O relatório da Unesco é inequívoco: existe conhecimento sobre os oceanos, mas há lacunas e falhas na partilha e consistência da recolha do mesmo. Como resultado, é difícil analisar as tendências atuais, traçar previsões para o futuro e encontrar estratégias aplicáveis no terreno.

“Embora a sociedade esteja ciente, em princípio, do que está a acontecer no oceano e do que deve ser feito a esse respeito (factos ‘estabelecidos’), a descrição quantitativa do oceano é drasticamente incompleta e, como resultado, o conhecimento atual é insuficiente para informar efetivamente soluções para os problemas oceânicos que a humanidade está a enfrentar neste momento”, conclui “Relatório sobre o Estado dos Oceanos 2022.”

Henrik Enevoldsen, um dos editores do documento, sintetiza que “em geral, o nosso conhecimento consegue identificar os problemas, mas não é capaz de ser compreensivo e por isso acionável.” Mais concretamente, o dirigente do departamento de Ciências Oceânicas, parte da Comissão Oceanográfica Intergovernamental (IOC) da Unesco, indica que, em muitos temas relacionados com os oceanos, a informação existente está dispersa e não é recolhida de forma sistemática.

“Um bom exemplo disso é a poluição química nos oceanos. Este tem sido um problema há provavelmente 50 anos, mas temos muito poucos conjuntos de dados que nos permitam demonstrar quais são as tendências e como está a evoluir. Não temos isso, nem em temas que estão na agenda há décadas. [Com este relatório] temos esperança de incentivar [mais investigação e observações sustentadas], isto não será suficiente com o nível atual de investimento. Alguns parâmetros vão requerer investimento substancial.”

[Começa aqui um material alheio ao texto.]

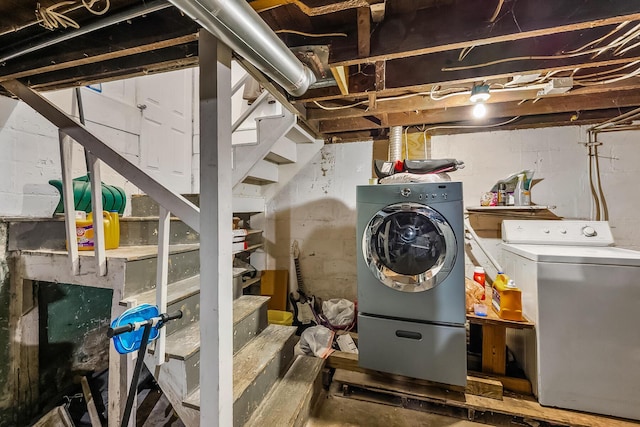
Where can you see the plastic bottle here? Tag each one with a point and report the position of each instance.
(518, 193)
(502, 194)
(480, 277)
(115, 228)
(85, 233)
(507, 298)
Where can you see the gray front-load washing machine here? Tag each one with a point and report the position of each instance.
(411, 297)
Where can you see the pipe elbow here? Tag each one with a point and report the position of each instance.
(306, 80)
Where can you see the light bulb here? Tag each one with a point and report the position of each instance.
(479, 111)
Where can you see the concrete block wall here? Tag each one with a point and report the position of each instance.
(30, 149)
(559, 157)
(318, 207)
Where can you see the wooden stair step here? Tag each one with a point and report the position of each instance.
(183, 343)
(254, 357)
(246, 305)
(176, 292)
(256, 367)
(290, 401)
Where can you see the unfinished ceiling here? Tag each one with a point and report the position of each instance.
(378, 63)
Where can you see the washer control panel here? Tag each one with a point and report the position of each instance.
(570, 233)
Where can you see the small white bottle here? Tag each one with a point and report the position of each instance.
(518, 193)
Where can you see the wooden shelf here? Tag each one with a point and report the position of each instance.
(250, 282)
(509, 208)
(250, 248)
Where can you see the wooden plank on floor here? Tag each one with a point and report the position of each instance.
(516, 385)
(481, 386)
(526, 408)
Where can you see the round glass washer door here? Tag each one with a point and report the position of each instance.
(409, 247)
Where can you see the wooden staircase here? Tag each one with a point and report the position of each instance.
(263, 363)
(268, 381)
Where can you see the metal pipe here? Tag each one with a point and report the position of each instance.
(475, 237)
(395, 143)
(97, 25)
(237, 25)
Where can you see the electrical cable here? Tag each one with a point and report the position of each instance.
(603, 200)
(473, 126)
(302, 33)
(620, 41)
(598, 40)
(608, 81)
(587, 76)
(497, 11)
(594, 194)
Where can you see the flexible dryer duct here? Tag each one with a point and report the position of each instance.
(395, 143)
(238, 26)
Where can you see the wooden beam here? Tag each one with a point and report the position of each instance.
(341, 74)
(458, 25)
(380, 75)
(423, 101)
(554, 104)
(364, 32)
(103, 57)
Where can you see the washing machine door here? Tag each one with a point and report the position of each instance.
(409, 247)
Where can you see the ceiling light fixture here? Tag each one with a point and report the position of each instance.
(480, 93)
(479, 111)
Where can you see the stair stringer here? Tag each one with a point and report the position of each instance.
(270, 130)
(171, 377)
(286, 172)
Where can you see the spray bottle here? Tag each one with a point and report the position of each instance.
(518, 194)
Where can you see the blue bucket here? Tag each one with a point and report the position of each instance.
(130, 341)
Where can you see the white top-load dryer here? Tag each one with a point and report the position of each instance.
(584, 297)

Ainda assim, o conhecimento disponível é suficiente para o cientista traçar um cenário pouco animador. “Diria que, no geral, a resposta fácil é que não há muito que esteja a melhorar. [O lado] positivo é que há muitas iniciativas que estão a aparecer nos últimos anos e que nos estão a levar na direção certa.”

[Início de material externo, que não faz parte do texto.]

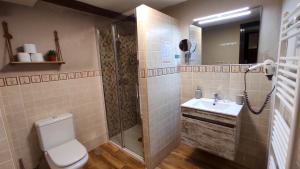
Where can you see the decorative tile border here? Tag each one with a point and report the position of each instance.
(144, 73)
(237, 68)
(13, 80)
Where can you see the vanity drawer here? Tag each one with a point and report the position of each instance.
(212, 136)
(209, 115)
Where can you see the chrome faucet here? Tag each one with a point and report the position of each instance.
(216, 98)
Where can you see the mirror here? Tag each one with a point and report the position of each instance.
(231, 37)
(185, 45)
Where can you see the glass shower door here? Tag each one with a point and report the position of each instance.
(119, 65)
(126, 56)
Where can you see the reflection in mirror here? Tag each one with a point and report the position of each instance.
(227, 38)
(185, 46)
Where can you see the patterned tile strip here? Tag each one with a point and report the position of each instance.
(13, 80)
(28, 79)
(237, 68)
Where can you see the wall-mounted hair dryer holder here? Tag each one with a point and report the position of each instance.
(268, 69)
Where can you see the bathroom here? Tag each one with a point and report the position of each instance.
(117, 82)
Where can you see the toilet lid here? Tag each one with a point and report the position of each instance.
(67, 153)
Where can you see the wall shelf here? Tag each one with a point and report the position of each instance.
(46, 62)
(12, 57)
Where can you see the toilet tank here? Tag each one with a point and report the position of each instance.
(55, 131)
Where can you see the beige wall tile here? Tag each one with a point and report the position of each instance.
(254, 131)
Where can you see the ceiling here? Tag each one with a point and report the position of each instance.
(23, 2)
(126, 5)
(255, 15)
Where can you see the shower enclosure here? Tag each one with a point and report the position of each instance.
(119, 65)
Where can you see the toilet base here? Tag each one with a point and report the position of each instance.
(78, 165)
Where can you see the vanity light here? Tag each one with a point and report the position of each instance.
(225, 17)
(221, 14)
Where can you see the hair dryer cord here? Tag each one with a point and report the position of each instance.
(247, 98)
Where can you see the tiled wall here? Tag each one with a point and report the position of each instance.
(228, 81)
(159, 83)
(125, 96)
(6, 160)
(32, 92)
(45, 95)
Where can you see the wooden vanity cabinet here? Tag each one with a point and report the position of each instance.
(213, 132)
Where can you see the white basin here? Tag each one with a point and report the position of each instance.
(222, 106)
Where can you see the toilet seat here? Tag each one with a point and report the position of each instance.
(67, 155)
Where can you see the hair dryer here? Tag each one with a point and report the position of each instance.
(268, 68)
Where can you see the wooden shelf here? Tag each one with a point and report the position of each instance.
(46, 62)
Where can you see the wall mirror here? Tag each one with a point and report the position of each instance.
(231, 37)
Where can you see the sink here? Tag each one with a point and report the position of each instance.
(222, 106)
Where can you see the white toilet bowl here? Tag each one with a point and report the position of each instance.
(71, 155)
(57, 140)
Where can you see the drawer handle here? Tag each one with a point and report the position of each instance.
(209, 121)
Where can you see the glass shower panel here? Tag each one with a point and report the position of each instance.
(110, 84)
(126, 48)
(119, 65)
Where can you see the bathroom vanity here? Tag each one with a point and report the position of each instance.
(211, 127)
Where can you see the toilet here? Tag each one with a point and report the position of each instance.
(57, 141)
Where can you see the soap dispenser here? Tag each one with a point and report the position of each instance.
(198, 93)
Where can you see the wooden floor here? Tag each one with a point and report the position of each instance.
(183, 157)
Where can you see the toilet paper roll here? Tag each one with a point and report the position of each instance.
(23, 57)
(29, 48)
(37, 57)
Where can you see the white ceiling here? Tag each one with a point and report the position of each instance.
(23, 2)
(126, 5)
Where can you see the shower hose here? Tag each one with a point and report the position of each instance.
(247, 98)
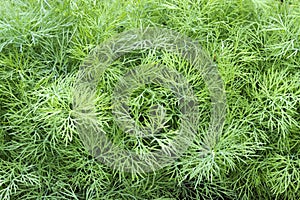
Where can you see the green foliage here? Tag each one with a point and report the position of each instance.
(256, 47)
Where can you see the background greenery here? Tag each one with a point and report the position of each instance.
(256, 44)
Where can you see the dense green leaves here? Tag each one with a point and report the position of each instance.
(256, 45)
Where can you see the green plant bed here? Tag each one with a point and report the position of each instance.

Também positivo é o balanço que Julian Barbière, dirigente do gabinete de Políticas Marítimas da IOC/Unesco e coordenador da Década do Oceano, faz do papel português. “Portugal tem sido uma nação líder no tema dos oceanos há muitos anos. Temos tido líderes muito fortes na nossa organização que são portugueses e estamos a trabalhar muito estreitamente com a representação nacional da IOC para avançar nestes problemas. Portugal é um forte contribuidor.”

Segundo o relatório, Portugal tem o segundo número mais elevado de investigadores por milhão de habitantes (apenas atrás da Noruega). Os dois são os únicos países com um rácio superior a 300 cientistas por milhão.

O país destaca-se igualmente na lista dos países que dedicam as maiores fatias da despesa total em investigação científica aos oceanos (5.º lugar), embora caia para 13.º se for considerada a fatia do PIB dedicada à ciência.

“Diria que não é um exagero dizer que se tivéssemos em média o nível de envolvimento que Portugal tem demonstrado nas últimas décadas em metas e temas relacionados com os oceanos, muitas coisas seriam diferentes”, conclui Henrik Enevoldsen.

É também da tentativa de captar mais investimento para a ciência e tecnologia dedicada ao oceanos que nasce este relatório, cuja edição piloto foi lançada esta sexta-feira na Conferência dos Oceanos.

O documento pretende ser uma publicação periódica, complementar a outros relatórios (nomeadamente os do Painel Intergovernamental sobre Mudanças Climáticas) e que ajude na monitorizar eficientemente os 10 Desafios da Década da ONU da Ciência do Oceano (2021-2030).

O “Relatório sobre o Estado dos Oceanos” tem ainda a particularidade de querer ser uma edição mais resumida da ciência, tornando-a assim mais acessível. “O tema desta conferência é como escalar a ciência e tecnologia (...), mas para isso também precisamos de saber comunicar a ciência aos decisores. Uma das formas de o fazer é sintetizando esses dados em documentos com a informação chave que os governos podem usar para perceber quais são as pressões no ambiente marinho, mas também quais são as potenciais medidas que podem ser adotadas”, explica Julian Barbière, dirigente do gabinete de Políticas Marítimas da IOC/Unesco e coordenador da Década do Oceano.

“Haverá sempre a questão da configuração política, que não podemos controlar. Mas podemos garantir que têm a informação certa para agir”, acrescenta Henrik Enevoldsen.